Box and Whisker plots can help us visualize statistical distributions in meaningful ways.


![Box and Whisker Plot](https://miro.medium.com/max/1400/1*2c21SkzJMf3frPXPAR_gZA.png)

They can answer: 

1. How spread out is our data?
2. Is the data skewed high or low?
3. Are there outlier values, values that are very far from most of the others?

In [None]:
#Check the summary statistics of potassium content
cereal['milligrams of potassium'].describe()

# Finding 'Minimum' and 'Maximum' and Outliers

## (Different than the actual min and max value)

According to the results of our df.describe() above:

1. First Quartile (Q1) = 40
2. Third Quartile (Q3) = 120
3. Interquartile Range (IQR) = Q3 - Q1 = 80
4. 1.5 * IQR = 120
5. 'Minimum' (before outliers) is Q1 - 120 = -80
6. 'Maximum' (before outliers) is Q3 + 120 = 240

Notice below that the lower whisker is at 0, which is the actual minimum value (the plot does not cover non-existent values), and the upper whisker is at 240.

We can see a few outliers above 240.

In [None]:
#Boxplot of potassium content of cereals
cereal['milligrams of potassium'].plot(kind='box')
plt.title('Distribution of Potassium Content in Cereals')
plt.ylabel('Milligrams')
#plt.show()

# Okay, Let's Get Fancy!

[Here is a link to the pandas.DataFrame.boxplot method](https://pandas.pydata.org/docs/reference/api/pandas.DataFrame.boxplot.html)

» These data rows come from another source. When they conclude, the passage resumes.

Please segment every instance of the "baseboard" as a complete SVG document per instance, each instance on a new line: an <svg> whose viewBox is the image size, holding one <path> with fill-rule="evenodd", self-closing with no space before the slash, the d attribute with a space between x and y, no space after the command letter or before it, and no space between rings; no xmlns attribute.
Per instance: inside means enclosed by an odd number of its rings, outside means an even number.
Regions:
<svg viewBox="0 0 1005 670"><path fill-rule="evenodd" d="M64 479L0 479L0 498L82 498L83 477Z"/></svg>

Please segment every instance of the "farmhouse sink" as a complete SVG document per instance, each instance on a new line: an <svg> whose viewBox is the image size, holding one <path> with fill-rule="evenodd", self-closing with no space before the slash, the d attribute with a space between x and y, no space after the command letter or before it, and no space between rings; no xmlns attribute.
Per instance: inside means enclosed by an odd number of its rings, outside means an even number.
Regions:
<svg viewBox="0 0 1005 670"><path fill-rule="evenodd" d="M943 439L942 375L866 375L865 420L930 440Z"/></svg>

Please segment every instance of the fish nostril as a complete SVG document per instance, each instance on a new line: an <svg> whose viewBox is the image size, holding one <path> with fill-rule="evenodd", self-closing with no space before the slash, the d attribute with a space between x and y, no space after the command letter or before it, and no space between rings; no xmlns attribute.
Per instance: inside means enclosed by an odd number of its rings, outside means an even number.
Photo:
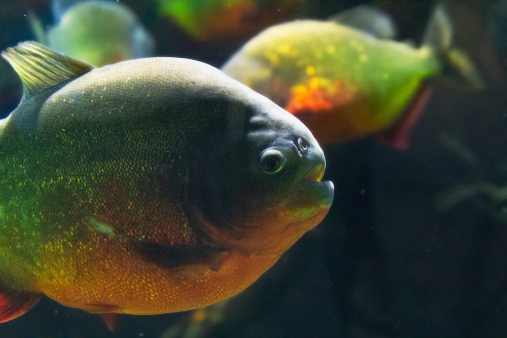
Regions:
<svg viewBox="0 0 507 338"><path fill-rule="evenodd" d="M302 154L306 154L308 151L308 143L301 137L298 139L297 146L298 150Z"/></svg>

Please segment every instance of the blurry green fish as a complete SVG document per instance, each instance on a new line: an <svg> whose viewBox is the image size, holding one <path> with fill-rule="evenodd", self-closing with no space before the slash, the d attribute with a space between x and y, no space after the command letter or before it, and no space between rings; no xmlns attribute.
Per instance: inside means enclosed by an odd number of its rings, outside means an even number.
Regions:
<svg viewBox="0 0 507 338"><path fill-rule="evenodd" d="M158 0L159 11L194 39L251 36L286 18L303 0Z"/></svg>
<svg viewBox="0 0 507 338"><path fill-rule="evenodd" d="M386 14L356 7L329 21L269 28L222 69L296 116L321 143L391 128L385 139L406 148L408 130L429 96L426 79L450 74L475 87L482 84L466 56L452 47L442 7L420 47L389 40L394 34Z"/></svg>
<svg viewBox="0 0 507 338"><path fill-rule="evenodd" d="M97 67L151 56L155 42L135 14L117 2L54 0L57 23L44 32L30 21L38 39L51 48Z"/></svg>
<svg viewBox="0 0 507 338"><path fill-rule="evenodd" d="M308 128L201 62L102 68L35 43L0 121L0 321L44 293L92 312L202 307L243 290L327 213Z"/></svg>

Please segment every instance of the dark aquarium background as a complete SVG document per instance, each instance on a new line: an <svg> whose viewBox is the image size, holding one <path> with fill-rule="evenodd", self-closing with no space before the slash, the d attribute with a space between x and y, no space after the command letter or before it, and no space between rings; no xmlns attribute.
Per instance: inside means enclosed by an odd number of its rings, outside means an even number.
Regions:
<svg viewBox="0 0 507 338"><path fill-rule="evenodd" d="M156 55L220 67L256 32L200 41L160 15L154 0L120 2L152 34ZM261 16L325 19L368 4L391 14L398 40L417 44L437 2L303 3ZM336 187L329 214L252 286L196 312L121 315L112 331L99 315L43 297L0 324L0 337L507 336L507 1L444 3L485 89L431 80L407 151L374 135L324 147L324 179ZM36 39L30 11L53 24L47 0L0 0L0 49ZM0 60L0 117L21 94Z"/></svg>

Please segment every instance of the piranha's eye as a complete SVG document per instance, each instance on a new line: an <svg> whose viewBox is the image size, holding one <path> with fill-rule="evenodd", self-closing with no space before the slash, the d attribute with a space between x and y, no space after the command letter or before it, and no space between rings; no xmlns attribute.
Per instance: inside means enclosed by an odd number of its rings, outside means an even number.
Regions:
<svg viewBox="0 0 507 338"><path fill-rule="evenodd" d="M278 172L281 170L286 162L283 154L274 149L265 151L261 155L261 168L269 174Z"/></svg>

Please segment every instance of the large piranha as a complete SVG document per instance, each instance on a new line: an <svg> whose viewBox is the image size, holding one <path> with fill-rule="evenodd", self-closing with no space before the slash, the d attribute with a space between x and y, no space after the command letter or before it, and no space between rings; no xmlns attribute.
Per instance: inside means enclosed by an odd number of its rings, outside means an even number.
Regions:
<svg viewBox="0 0 507 338"><path fill-rule="evenodd" d="M2 56L24 94L0 121L0 321L41 294L94 313L215 303L329 209L308 129L211 66Z"/></svg>

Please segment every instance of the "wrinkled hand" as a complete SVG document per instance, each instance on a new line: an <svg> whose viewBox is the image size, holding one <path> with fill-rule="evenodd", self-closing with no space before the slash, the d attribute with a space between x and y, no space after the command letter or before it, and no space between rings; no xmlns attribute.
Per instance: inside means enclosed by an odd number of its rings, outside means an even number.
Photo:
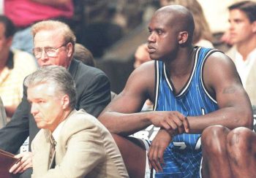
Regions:
<svg viewBox="0 0 256 178"><path fill-rule="evenodd" d="M28 168L33 166L32 158L33 153L31 152L24 152L15 156L15 158L20 159L20 160L14 164L9 171L12 174L22 173L25 171Z"/></svg>
<svg viewBox="0 0 256 178"><path fill-rule="evenodd" d="M189 131L187 117L178 112L154 112L151 120L154 125L165 128L171 135Z"/></svg>
<svg viewBox="0 0 256 178"><path fill-rule="evenodd" d="M173 138L167 131L161 128L153 139L148 152L149 167L157 172L162 171L162 165L165 164L163 155Z"/></svg>

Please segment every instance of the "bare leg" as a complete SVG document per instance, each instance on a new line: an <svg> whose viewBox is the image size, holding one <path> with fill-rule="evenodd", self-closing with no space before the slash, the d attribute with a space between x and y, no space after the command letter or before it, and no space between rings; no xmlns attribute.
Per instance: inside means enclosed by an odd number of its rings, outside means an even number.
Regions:
<svg viewBox="0 0 256 178"><path fill-rule="evenodd" d="M145 177L146 150L135 138L112 134L123 157L129 177Z"/></svg>
<svg viewBox="0 0 256 178"><path fill-rule="evenodd" d="M210 126L203 131L203 177L233 177L226 148L229 131L230 129L221 125Z"/></svg>
<svg viewBox="0 0 256 178"><path fill-rule="evenodd" d="M233 177L256 177L256 134L246 128L237 128L227 139Z"/></svg>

You can see all the arguments and description of what they do there.


In [None]:
#df.boxplot can plot multiple columns at a time and group by a categorical column

cereal.boxplot(['milligrams of potassium', 'milligrams of sodium'],  # column or columns to plot
               by = 'Manufacturer',  # column to group by
               figsize = (15,5), # size of the figure
               fontsize = 12, # size of the text
               rot=90,# degree of rotation of the labels
               grid=False, # turn off the grid
               ) # How else can you enhance this plot?

plt.show()

# What does the above boxplot tell you?